E’ interessante notare come gli stessi votanti per il Pd appaiono pessimisti sulle sorti elettorali del loro stesso partito. Infatti, “non solo la maggioranza prevede, come si è detto, la vittoria del centrodestra, ma una percentuale rilevante di costoro (26%) ipotizza invece il prevalere del Movimento Cinque Stelle, mentre solo meno di un votante per il Pd su cinque (19%) preconizza la vittoria del proprio partito. Insomma, lo sprofondo. Anche all’interno degli indecisi, leggiamo, la maggioranza relativa (43%) prevede una vittoria del centrodestra.

Anche tra i “pasionari” del M5S – il 24% degli intervistati dice che li voterà – “non più della metà (50%) preconizza la vittoria della propria formazione politica. I restanti la pensano diversamente e prevedono in maggioranza (22%) il prevalere della coalizione di centrodestra”.

Solo il 13 per cento crede che vincerà il centrosinistra

Ma le previsioni delle persone sul destino del centrosinistra è tutto un programma, secondo questo sondaggio proposto da Mannheimer. “Solo una quota minoritaria (13%) di intervistati ipotizza che le consultazioni vedranno un successo del centrosinistra.

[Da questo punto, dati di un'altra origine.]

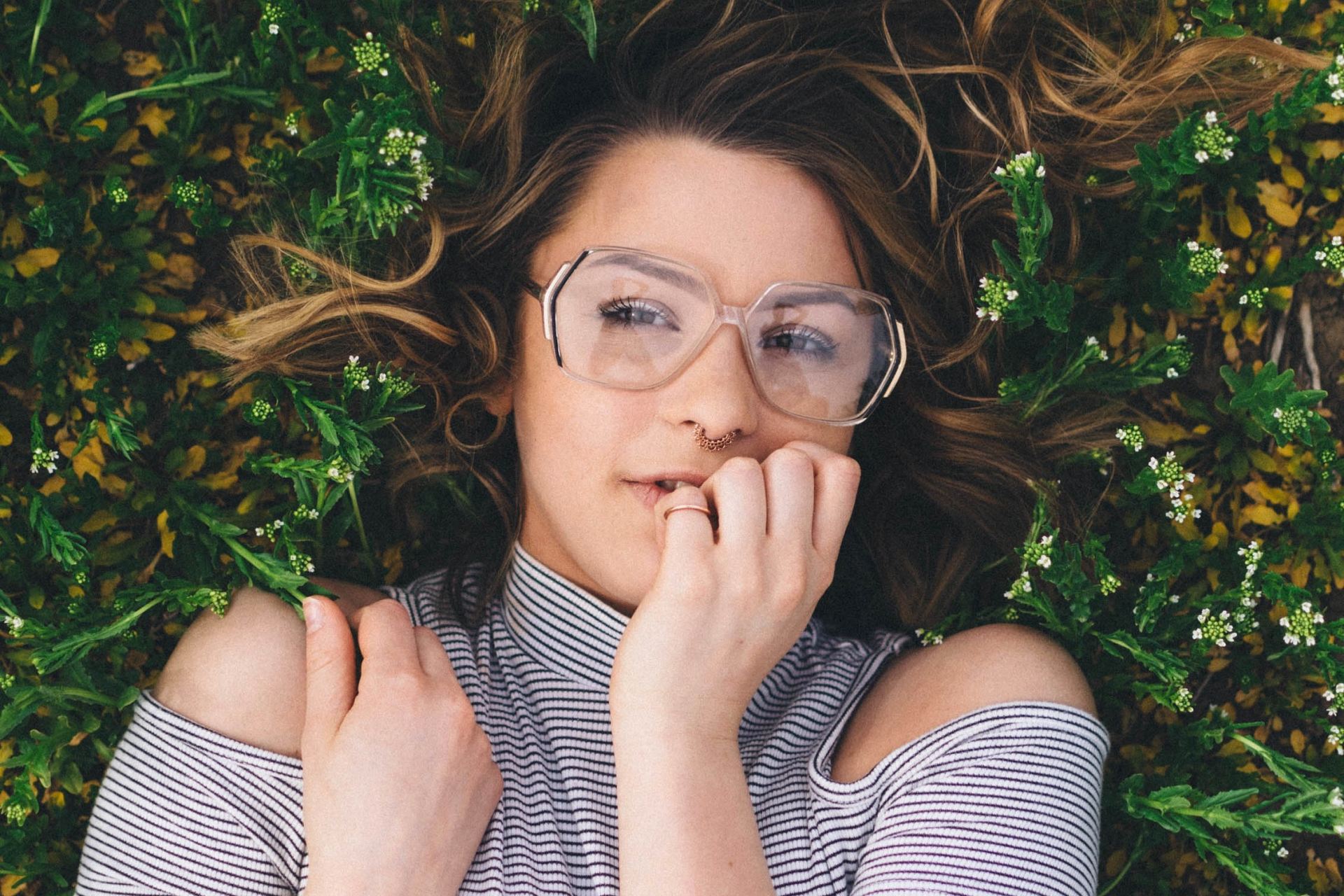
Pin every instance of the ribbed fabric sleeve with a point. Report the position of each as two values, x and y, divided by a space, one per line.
187 811
1002 801
999 801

Questa previsione negativa si riscontra all’interno di tutte le categorie sociali e degli elettorati di tutte le forze politiche. Compresi, come si è detto, gli elettori dello stesso Pd. Si tratta insomma di un «mood» nettamente sfavorevole e molto pericoloso per il partito di Renzi e Gentilioni”. Non a caso, questi ultimi stanno cercando di combatterlo nel corso della campagna elettorale, argomentando che i sondaggi possono sbagliarsi e che la vittoria del centrosinistra è invece avverabile, chiosa l’autore dell’articolo. Per concludere, si può pure ritenere che gli italiani avvertano una sensazione anche sotto gli input dei sondaggi che danno il centrodestra molto avanti da tempo; ma è innegabile- spiega Mannheimer – che “il centrodestra può sperare nel fatto che una quota di elettorato indeciso finisca col preferire la formazione che è ipotizzata come vincitrice. “.